The president of Niger has won a referendum to end term limits and allow him to run again. The president's political opponents say turnout was lower than reported for Tuesday's referendum.

Niger's electoral commission says more than 92 percent of voters approved changes to the constitution allowing President Mamadou Tandja to run for re-election when his current term expires in December.

Electoral officials say 68 percent of the six million eligible voters cast ballots in Tuesday's referendum, despite calls by the president's political opponents to boycott the vote.

The opposition Party for Democracy and Socialism says it believes fewer than five percent of voters took part in the poll.

Bazoum Mohammed, the party's deputy president, says most people honored the opposition boycott and stayed home because they did not want to be associated with the vote. He says the results released by the electoral commission are a fabrication.

Opposition demonstrators successfully prevented 30 polling stations from opening in the western Tahoua region, where opposition leader Mohamadou Issoufou called on all "sincere democrats and patriots" to mobilize against the vote.

Electoral Commission chief Moumouni Hamidou says none of those disruptions affected the overall outcome of the referendum, as more than 1,900 polling stations across Niger did open.

Constitutional term limits would have prevented President Tandja from running again. Now the 71-year-old leader is eligible to ask voters for three more years in power and to run again after that if he wants to.

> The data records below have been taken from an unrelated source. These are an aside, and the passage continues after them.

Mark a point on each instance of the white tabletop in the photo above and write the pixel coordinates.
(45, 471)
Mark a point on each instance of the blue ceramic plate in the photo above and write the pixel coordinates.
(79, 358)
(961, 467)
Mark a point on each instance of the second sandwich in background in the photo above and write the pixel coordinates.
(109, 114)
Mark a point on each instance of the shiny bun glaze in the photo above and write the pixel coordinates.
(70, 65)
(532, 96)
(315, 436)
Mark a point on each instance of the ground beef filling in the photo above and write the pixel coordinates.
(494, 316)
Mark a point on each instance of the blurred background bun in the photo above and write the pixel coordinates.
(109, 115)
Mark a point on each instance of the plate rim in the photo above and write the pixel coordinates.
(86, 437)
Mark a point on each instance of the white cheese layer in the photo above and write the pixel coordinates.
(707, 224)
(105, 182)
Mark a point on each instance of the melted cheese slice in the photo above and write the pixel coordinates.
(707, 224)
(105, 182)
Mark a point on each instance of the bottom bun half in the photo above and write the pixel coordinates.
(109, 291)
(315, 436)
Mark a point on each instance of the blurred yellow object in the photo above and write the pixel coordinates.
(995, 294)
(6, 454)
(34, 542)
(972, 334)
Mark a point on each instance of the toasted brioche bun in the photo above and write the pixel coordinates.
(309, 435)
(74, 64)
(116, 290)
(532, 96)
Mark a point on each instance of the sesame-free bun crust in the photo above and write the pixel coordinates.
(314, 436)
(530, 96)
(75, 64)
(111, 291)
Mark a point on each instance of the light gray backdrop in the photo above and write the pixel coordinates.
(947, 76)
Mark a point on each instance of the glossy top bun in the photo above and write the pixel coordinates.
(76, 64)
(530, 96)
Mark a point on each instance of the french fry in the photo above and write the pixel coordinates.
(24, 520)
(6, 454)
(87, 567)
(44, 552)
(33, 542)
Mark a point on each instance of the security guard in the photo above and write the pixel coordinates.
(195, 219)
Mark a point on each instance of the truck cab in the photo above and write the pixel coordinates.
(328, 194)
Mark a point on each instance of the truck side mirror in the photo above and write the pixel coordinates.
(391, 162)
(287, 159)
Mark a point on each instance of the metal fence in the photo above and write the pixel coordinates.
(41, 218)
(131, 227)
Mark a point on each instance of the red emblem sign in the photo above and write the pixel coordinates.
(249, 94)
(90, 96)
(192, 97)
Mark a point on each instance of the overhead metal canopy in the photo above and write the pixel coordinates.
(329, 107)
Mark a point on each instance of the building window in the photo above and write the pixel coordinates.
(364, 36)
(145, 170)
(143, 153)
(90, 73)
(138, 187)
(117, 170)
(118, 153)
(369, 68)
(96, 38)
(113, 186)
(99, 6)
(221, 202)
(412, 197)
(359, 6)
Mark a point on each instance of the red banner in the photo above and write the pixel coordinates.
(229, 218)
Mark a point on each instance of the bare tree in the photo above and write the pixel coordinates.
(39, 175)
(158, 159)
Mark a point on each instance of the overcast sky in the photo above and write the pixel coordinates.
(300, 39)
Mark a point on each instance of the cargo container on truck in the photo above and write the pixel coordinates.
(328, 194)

The Economic Community of West African States has threatened to sanction President Tandja if he changes the constitution. The European Union has suspended aid because it says the government is committing "grave violations" of the rule of law and democratic values.

Niger's parliament and its constitutional court both told the president that removing term limits would be illegal. President Tandja dissolved both bodies and now rules by decree.

Mr. Tandja says the referendum was a matter between himself and the people of Niger - a direct dialogue that did not include his political opponents or the international community.